Em um mundo pós-apocalíptico, onde tudo é cinza, os sobreviventes são poucos, a comida está em falta e a conexão com a internet é sempre discada, um pai e um filho seguem por uma estrada em direção ao sul, carregando a esperança de encontrarem lá um lugar pelo menos habitável.
Após Onde os Fracos Não Têm Vez ANGARIAR o Oscar de melhor filme, Hollywood resolveu adaptar o mais novo livro de Cormac McCarthy, A Estrada, para as telonas. Uma história devastadora, melancólica, com poucos diálogos e ação, que tira sua genialidade da prosa CRUYFFIANA de McCarthy.
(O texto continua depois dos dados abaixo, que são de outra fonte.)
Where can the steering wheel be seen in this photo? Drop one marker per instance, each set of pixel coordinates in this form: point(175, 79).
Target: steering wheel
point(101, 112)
Entretanto, o diretor John Hillcoat mandou a pressão às favas, cercou-se de uma equipe competente e fez o que devia ser feito.
Como muito ocorre em adaptações de livros, A Estrada possui uma narração em off - entretanto, ao invés de se apoiar no artifício como os gordos se apoiam no "light" que aparece ao lado de "Coca", a narração apenas pontua aqui e ali certos sentimentos do homem ("se o garoto não é a palavra de Deus, então Deus nunca falou"), ajudando a criar uma atmosfera de desolação tanto física quanto psicológica das personagens - da mesma forma, determinados diálogos, mesmo com poucas palavras, ilustram a selvageria daquela terra (como o homem falar "não é nada que não tenhamos visto antes", quando o garoto vê um cadáver). A trama foge de formulismos, acertadamente focando tudo na relação pai-filho. Embora existam acontecimentos tensos e marcantes, são os pequenos gestos, como o garoto fazendo questão de dividir a bebida com o pai, que mostram ao espectador quem aqueles dois realmente são.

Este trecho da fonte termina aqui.